O espetáculo se infiltra na vida do cidadão, para que sempre a venda se estabeleça e leve ao indivíduo a sensação de aquisição otimizada, mesmo que se trate de bugigangas como brinde, justificando preços mais altos para tudo aquilo que certamente não necessitamos; trata-se da evidência, em nossa cultura, da ausência total do sentido de realidade. 

Nesse contexto, são mescladas em edifícios “tendências conceituais pretensiosamente atuais, tecnológicas e chiques” erguidas com mão de obra não qualificada e explorada pelo próprio processo de construção. 

Em termos urbanos, através de projetos discutíveis de arquitetura e urbanismo, evidencia-se a invisibilidade programada e consentida da exclusão em todos os sentidos, inclusive o social, a gentrificação, desvirtuamento da geografia da cidade, perdendo-se o sentido de caminho, de alvo / horizonte e da possibilidade melhor. 

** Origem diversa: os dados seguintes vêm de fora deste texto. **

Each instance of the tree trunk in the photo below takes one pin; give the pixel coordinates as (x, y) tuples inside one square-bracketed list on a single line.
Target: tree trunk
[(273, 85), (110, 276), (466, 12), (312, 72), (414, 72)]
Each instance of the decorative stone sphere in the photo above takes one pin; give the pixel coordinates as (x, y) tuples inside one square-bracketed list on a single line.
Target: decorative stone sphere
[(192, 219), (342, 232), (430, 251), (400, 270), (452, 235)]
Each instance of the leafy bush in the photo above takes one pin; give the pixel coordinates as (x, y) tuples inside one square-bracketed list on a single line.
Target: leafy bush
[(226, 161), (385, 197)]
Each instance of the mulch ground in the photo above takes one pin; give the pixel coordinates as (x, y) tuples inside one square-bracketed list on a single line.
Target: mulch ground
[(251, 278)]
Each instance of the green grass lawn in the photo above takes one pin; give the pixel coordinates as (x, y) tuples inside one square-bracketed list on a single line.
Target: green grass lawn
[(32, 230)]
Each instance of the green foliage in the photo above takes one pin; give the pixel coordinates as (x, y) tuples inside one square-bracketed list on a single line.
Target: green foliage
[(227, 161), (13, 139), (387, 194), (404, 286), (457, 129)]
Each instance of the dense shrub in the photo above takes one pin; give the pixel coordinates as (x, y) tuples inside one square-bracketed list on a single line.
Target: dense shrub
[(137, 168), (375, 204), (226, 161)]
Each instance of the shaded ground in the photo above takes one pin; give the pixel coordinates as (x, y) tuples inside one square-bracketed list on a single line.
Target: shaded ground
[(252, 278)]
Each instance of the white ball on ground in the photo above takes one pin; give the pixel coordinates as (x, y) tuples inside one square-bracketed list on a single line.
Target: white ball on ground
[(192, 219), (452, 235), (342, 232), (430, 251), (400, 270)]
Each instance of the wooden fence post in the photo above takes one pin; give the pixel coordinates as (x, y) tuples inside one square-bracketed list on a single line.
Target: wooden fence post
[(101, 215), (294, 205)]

O significado de cultura no cenário da contemporaneidade, em que se estabelece a cultura de massa, se caracteriza pelo desaparecimento da opinião pública, pelos grandes eventos do entretenimento alienante, pela construção e imposição de simulacros pela mídia e pelos novos meios de comunicação.

Cultiva-se também o poder das imagens que busca desorientar, para melhor conduzir o comportamento das pessoas, contrariando o próprio sentido de cultura pela falta de olhar crítico, ponderação, reflexão. Assim, a mercadoria é oferecida à massa, que cada vez mais reúne indivíduos apáticos envolvidos pelo divertimento inconsequente. 

Modismo e respectivas formas de conhecimento dissimulam a realidade pela propaganda, ilusão, publicidade, em resumo, pela dissimulação intencional, dando origem à “indústria cultural” que transforma obras de arte e de arquitetura e urbanismo em mercadoria à disposição do imprescindível consumo prazeroso.

O desvirtuamento do espaço público se estabelece em benefício do egoísmo / individualismo do cidadão, que prioriza de forma exacerbada o espaço de sua casa / de sua moradia. 

Os problemas urbanos, as segregações sociais evidentes tornam-se invisíveis para os que se acostumam, de forma induzida, a não mais ver, e o senso crítico, aos poucos, desaparece do olhar e da mente do cidadão. O espetáculo vai tomando conta de nós e de nossas cidades.

Fingimos que não vemos os problemas da sociedade que não nos afetam diretamente.

O adjetivo substitui o substantivo, a ilusão substitui a realidade.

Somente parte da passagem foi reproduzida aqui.